THE BLOWBACK FILES

BLOWBACK
CAMPAIGN: INDICT GENERAL PINOCHET
Three days ago, we met again with Dan Seikaly, chief of the Criminal
Division of the office of the US Attorney for the District of Columbia,
on Monday 5 August 2002 and delivered 49 petition letters BLOWBACK
had gathered during a few gigs in the Northeast and a few in the greater
Los Angeles area. This was the petition letter you signed calling
on the U.S. Attorney for the District of Columbia to indict Chilean
General Pinochet for ordering the 1976 car bombing in Washington,
DC which killed two people. In the letter you noted that since the
office of the U.S. Attorney was divided on the question of whether
or not there was enough evidence to prosecute, they should indict
so that a jury could decide that.
Seikaly said that although there is public interest in getting General
Pinochet indicted, the office of the U.S. Attorney does not have the
authority to do anything but file a document (indict). The full operation,
including extraditing the General from Chile, is one that involves
the entire US Government. Seikaly said that his office should not
file an indictment if they do not intend to prosecute. “When we file,”

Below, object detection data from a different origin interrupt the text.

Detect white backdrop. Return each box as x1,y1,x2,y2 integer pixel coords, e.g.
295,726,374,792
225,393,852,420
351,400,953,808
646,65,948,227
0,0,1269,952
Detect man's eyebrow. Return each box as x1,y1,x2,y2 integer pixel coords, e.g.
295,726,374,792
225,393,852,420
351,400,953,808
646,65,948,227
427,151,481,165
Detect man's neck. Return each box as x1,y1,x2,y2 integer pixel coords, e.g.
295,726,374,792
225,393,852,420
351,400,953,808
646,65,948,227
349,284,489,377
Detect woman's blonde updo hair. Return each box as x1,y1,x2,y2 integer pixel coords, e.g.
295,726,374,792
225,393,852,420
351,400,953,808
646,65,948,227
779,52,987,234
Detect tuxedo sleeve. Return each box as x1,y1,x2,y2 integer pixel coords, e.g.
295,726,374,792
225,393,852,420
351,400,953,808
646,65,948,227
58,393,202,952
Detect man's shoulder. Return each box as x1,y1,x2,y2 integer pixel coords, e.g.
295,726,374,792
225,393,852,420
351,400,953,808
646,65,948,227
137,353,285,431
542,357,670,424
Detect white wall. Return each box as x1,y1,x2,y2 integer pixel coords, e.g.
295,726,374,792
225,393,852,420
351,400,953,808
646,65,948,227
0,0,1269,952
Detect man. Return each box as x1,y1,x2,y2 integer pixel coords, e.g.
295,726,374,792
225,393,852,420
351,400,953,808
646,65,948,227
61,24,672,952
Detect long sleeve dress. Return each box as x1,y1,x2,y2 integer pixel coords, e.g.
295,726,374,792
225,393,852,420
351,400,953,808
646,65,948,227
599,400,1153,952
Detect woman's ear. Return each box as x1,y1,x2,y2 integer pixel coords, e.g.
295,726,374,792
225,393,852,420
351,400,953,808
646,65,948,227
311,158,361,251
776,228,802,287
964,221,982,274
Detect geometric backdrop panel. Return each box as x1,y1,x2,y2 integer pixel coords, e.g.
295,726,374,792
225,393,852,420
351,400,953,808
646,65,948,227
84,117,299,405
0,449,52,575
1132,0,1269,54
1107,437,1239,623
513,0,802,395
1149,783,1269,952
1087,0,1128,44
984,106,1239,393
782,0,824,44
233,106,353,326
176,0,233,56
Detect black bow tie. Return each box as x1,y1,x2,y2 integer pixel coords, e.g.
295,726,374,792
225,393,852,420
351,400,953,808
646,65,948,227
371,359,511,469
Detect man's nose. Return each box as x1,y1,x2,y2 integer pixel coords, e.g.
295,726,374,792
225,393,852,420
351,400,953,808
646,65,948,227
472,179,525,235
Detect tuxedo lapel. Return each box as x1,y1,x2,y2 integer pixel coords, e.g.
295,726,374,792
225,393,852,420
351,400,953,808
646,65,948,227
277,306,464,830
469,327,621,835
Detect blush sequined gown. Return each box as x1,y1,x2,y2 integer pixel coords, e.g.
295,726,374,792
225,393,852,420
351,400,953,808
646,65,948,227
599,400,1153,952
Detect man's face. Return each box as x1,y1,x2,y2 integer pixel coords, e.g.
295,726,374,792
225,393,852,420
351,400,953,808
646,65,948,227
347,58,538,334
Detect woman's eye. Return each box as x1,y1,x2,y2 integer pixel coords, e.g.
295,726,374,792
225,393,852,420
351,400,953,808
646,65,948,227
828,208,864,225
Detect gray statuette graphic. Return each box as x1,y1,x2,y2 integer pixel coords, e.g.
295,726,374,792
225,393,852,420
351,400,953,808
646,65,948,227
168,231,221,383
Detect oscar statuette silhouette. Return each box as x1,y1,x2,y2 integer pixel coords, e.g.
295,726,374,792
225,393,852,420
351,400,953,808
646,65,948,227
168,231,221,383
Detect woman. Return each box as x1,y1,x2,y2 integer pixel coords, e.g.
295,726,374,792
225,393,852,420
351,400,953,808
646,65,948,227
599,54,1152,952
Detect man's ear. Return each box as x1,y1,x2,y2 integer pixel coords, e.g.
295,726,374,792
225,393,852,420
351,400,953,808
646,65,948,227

he added, “we do so with the intention of battling until we see the
prosecution through, like in the case of the terrorist bombing of
the Pan Am flight in 1988.”
When Seikaly and I last met in April of this year (when I delivered
another 50 petitions), he had mentioned that a memorandum to the Department
of Justice from their office was due out in the next few weeks, even
in the next six weeks. Now he told me that was no longer the case.
I asked what had changed? He replied that the ruling by the Chilean
Supreme Court, stating that General Pinochet is mentally unfit to
stand trial, had influence, as was the fact that there are so many
other issues vying for attention, like ENRON and WorldCom and Massaoui.
We had a lot of back and forth on the question of where does the
decision-making power to indict rest? While clearly the US Attorney
for the District of Columbia must make this decision, Seikaly pointed
out that there were many other factors involved in this decision,
that gone were the days when an agency could act alone and proceed
to prosecute without taking into account the views of other agencies.
As they had, he said, in the early days of the case, characterizing
their early action as “aggressive,” resulting in three guilty pleas.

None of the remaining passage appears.